US scientists said on Sunday they had cleared a key hurdle in the quest for a drug to treat Ebola, a notorious African virus and feared future weapon of bioterrorism.

After studing the findings, the US Food and Drug Administration (FDA) has given the green light for trials on a small group of human volunteers, they said.
Ebola and Marburg are part of a family of so-called filoviruses, which cause haemorrhagic fever -- a disease with mortality rates of up to 90 percent where, in some cases, the patient bleeds to death.

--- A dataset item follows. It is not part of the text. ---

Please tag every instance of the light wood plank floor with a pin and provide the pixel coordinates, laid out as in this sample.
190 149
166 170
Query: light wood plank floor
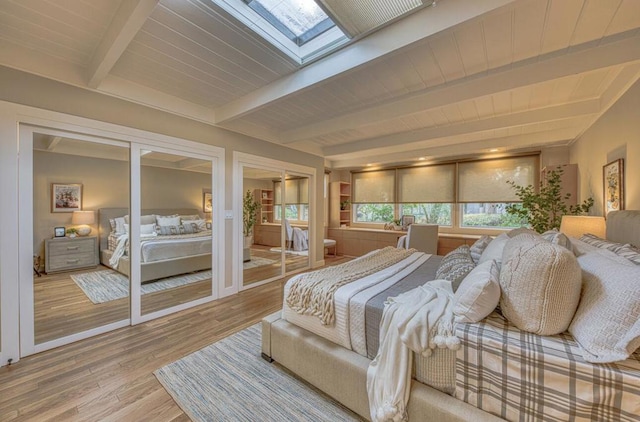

The drugs are in a class of compound called PMO, for phosphorodiamidate morpholino oligomers. They are designed to hamper the virus' replication in cells, thus buying time for the immune system to mount a response and crush the invader.
The research, appearing online in the journal Nature Medicine, was conducted by the US Army Medical Research Institute of Infectious Diseases in collaboration with a Washington-based biotech firm, AVI BioPharma.
The Pentagon pumped funding into research for a vaccine and treatment for Ebola-type viruses in the wake of the September 9 2001 terror attacks on the United States.
An important step in combatting Ebola was announced in May this year, again using tests on lab monkeys but involving a somewhat different technique to disrupt viral replication.
Despite this progress, a long road lies ahead before any treatment is licensed for humans, experts say.
Testing a prototype drug is a three-phase process that starts with a tiny group of volunteers, where it is initially assessed for safety, and then broadens out to successively bigger groups, where effectiveness becomes a parallel question.
According to the UN's World Health Organisation (WHO), about 1,850 cases of Ebola, with some 1,200 deaths, have occurred since 1976.
The virus has a natural reservoir in several species of African fruit bat. Gorillas and other non-human primates are also susceptible to the disease.